Roy Kleijwegt – GT (2003)

Alfa Romeo GT

“Het merk Alfa Romeo speelt een grote rol in mijn beginjaren als autojournalist. Ik vond auto’s ‘wel leuk’, en las wel eens een autoblad, maar zelfs na het halen van mijn rijbewijs was ik niet verslaafd of extreem betrokken. Maar de mogelijkheid om met sportieve Alfa’s een rijtraining te doen op Zandvoort opende mijn ogen. De demonstratie van de uitwijkproef door de Duitse instructeurs was van een héél ander kaliber dan bij de stoffige ANWB-training die ik eerder had gedaan. De acceleratie en het geluid van de 156 GTA tijdens mijn eerste circuitkilometers waren genoeg om te denken: hier ga ik méér mee doen. Een stageplek een jaar later (2004) bij AutoWeek was de volgende stap. Vervolgens haalde ik mijn vader over om na jaren Renault-rijden eens wild te doen en een Alfa GT te kopen. Het design van de GT was voor hem reden genoeg om mee te gaan in mijn enthousiasme. De vele complimenten van omstanders bij de supermarkt deden hem daarna zichtbaar goed: hij was trots op de auto. De door mij weggewuifde bezwaren van ruimte en twee in plaats van vier deuren bleken in de praktijk toch wel wat weerbarstig bij ritten met oma’s of tochten naar de bouwmarkt, en de volgende stap was toch weer een Laguna. Maar die 150 pk dieselcoupé blijft toch een bijzondere tocht buiten de gebaande paden.”

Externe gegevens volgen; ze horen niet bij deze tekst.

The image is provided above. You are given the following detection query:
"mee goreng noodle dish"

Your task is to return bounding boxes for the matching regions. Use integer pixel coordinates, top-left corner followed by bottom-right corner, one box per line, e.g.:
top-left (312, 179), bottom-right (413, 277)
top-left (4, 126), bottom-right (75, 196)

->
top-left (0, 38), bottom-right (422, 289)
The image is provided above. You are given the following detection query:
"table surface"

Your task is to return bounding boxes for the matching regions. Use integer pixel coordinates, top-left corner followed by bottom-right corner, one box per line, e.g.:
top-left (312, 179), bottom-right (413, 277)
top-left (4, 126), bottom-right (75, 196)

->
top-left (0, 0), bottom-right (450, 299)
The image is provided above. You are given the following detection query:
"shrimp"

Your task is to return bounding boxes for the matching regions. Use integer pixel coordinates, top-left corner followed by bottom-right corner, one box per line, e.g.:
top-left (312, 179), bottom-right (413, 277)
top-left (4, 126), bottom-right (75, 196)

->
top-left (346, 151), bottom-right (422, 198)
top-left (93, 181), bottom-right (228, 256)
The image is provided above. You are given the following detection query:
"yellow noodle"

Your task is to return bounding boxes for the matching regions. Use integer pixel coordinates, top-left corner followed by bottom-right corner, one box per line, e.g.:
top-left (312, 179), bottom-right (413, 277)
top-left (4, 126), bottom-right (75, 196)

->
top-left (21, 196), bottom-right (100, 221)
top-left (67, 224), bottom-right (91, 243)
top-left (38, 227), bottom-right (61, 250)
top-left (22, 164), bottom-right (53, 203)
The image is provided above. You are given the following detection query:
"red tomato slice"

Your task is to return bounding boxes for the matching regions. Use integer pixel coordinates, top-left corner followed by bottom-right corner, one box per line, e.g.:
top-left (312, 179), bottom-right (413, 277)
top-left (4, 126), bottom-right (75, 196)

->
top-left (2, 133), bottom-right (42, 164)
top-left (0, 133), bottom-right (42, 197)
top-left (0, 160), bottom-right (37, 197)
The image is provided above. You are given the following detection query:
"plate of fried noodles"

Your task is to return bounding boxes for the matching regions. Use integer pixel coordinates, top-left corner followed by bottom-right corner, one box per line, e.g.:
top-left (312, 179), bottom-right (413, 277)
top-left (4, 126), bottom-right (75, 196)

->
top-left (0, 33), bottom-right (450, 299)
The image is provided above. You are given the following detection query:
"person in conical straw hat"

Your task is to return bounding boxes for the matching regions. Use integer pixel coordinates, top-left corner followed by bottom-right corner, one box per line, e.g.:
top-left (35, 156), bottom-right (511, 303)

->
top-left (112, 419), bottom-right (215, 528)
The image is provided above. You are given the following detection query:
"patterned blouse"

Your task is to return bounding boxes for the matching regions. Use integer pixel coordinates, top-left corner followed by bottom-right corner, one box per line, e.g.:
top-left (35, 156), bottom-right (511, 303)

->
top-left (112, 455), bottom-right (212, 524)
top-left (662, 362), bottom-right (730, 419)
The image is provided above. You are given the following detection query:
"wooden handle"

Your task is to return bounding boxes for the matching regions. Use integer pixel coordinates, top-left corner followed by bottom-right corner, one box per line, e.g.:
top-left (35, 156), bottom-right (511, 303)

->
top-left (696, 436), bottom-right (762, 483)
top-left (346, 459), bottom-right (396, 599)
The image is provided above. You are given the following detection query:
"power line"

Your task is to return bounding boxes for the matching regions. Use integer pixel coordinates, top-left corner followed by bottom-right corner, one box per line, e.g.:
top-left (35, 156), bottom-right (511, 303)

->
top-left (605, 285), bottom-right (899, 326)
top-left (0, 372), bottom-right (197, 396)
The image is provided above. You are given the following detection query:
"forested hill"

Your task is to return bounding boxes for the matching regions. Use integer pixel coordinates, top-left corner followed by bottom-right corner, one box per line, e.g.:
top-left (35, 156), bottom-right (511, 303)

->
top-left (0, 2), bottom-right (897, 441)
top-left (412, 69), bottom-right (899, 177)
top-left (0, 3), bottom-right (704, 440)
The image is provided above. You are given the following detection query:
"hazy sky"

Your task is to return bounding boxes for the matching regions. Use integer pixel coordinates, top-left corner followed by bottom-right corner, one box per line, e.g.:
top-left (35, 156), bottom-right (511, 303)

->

Stéphan Vermeulen - GTV 6 2.5 (1980)

Alfa Romeo GTV6

“Ik kan je fantastische persoonlijke verhalen vertellen over ervaringen met inmiddels klassieke Alfa’s. Zoals de SZ waarmee ik onder de supervisie van Andrea de Adamich leerde driften. Of over de 75 3.0 V6 waarmee ik bij hetzelfde Guida Sicura-event mijn circuitskills oefende. Over die legendarische rit met de 147 GTA, waarvoor ik ’s ochtends op het vliegtuig naar Turijn stapte om er nog diezelfde dag meteen mee terug te knallen naar huis. Ook niet verkeerd: dwars door Duitsland met de laatste GTV, voorzien van dezelfde V6. De Busso met 24 kleppen, de 3.2 die ook furore maakte in de GTA’s. De 156 GTA reed ik best vaak, zoals ik ook meerdere dagen heb mogen proeven van hetzelfde motorische genoegen in de schitterende GT, maar al die voorwielaandrijvers vallen af. Stilstaan bij je favoriete Alfa uit 110 jaar historie en dan uitkomen bij een voorwielaandrijver, dat voelt toch een beetje als het Ajax van seizoen 2018-2019 verkiezen boven de elftallen uit begin jaren zeventig of halverwege de jaren negentig van de vorige eeuw … Dus het wordt voor mij een achterwielaandrijver met V6, maar niet de 75 of de SZ. De eerste vind ik erg bruut maar ook wel een tikkeltje voor de hand liggend, de SZ is me te bizar, zodoende kies ik voor een tussenvorm. De GTV 6 van de jaren tachtig, die ik helaas nog nooit reed! Ik vind het niet de mooiste Alfa Romeo aller tijden, maar ik val voor het brute. Hij ziet er zo lekker agressief uit met die bult in de motorkap. Maar tegelijkertijd heeft hij iets elegants, in tegenstelling tot die monsterlijke SZ. Het verlangen naar het onbekende bezorgt ‘m de eerste plek op mijn lijstje favoriete klassieke Alfa Romeo’s.”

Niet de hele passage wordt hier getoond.